# Keras DSVM Deep Learning PaaS


## Introduction

This recipe shows how to run Keras using Batch AI on DSVM. DSVM supports tensorflow, cntk and theano backends for running Keras. Currently only tensorflow and cntk backends supports running on GPU.

## Details

- DSVM has Keras framework preinstalled;
- 셈플코드는 Glove + bidirectional LSTM 으로 작성된 간단한 Text Classification 모델을 이용합니다.
- The script downloads the standard MNIST Database on its own;
- Standard output of the job will be stored on Azure File Share.

## Instructions

### Install Dependencies and Create Configuration file.
Follow [instructions](/recipes) to install all dependencies and create configuration file.

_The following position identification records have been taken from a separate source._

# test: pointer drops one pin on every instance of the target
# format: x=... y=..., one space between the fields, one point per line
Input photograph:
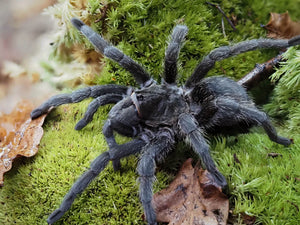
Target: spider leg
x=155 y=150
x=251 y=115
x=227 y=51
x=94 y=105
x=172 y=52
x=190 y=128
x=96 y=167
x=77 y=96
x=140 y=75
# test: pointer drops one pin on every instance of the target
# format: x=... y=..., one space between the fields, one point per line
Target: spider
x=156 y=115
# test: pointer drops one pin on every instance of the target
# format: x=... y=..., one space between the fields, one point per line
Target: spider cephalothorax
x=157 y=115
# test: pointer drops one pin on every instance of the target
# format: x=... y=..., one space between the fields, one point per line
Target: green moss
x=260 y=186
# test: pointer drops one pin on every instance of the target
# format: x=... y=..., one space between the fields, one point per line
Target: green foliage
x=286 y=99
x=260 y=186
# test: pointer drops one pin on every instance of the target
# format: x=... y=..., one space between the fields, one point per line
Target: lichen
x=259 y=186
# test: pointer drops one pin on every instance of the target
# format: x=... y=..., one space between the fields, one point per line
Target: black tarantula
x=158 y=115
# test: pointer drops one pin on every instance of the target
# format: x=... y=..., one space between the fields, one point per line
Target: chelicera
x=157 y=116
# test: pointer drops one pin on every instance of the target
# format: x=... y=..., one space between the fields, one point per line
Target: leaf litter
x=192 y=198
x=19 y=135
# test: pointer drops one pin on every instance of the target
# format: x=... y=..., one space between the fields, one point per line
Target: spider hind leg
x=236 y=114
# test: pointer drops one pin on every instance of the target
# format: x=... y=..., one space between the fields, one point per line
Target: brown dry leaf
x=281 y=26
x=19 y=135
x=192 y=198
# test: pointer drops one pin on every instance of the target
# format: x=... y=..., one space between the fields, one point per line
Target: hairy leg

### Read Configuration and Create Batch AI client

In [1]:
from __future__ import print_function

import time
from datetime import datetime
import os
import sys
import zipfile

from azure.storage.file import FileService, FilePermissions
import azure.mgmt.batchai.models as models

# utilities.py contains helper functions used by different notebooks
sys.path.append('./')
import utilities

cfg = utilities.Configuration('configuration.json')
client = utilities.create_batchai_client(cfg)

### Create File Share

For this example we will create a new File Share with name `batchaidsvmsample` under your storage account.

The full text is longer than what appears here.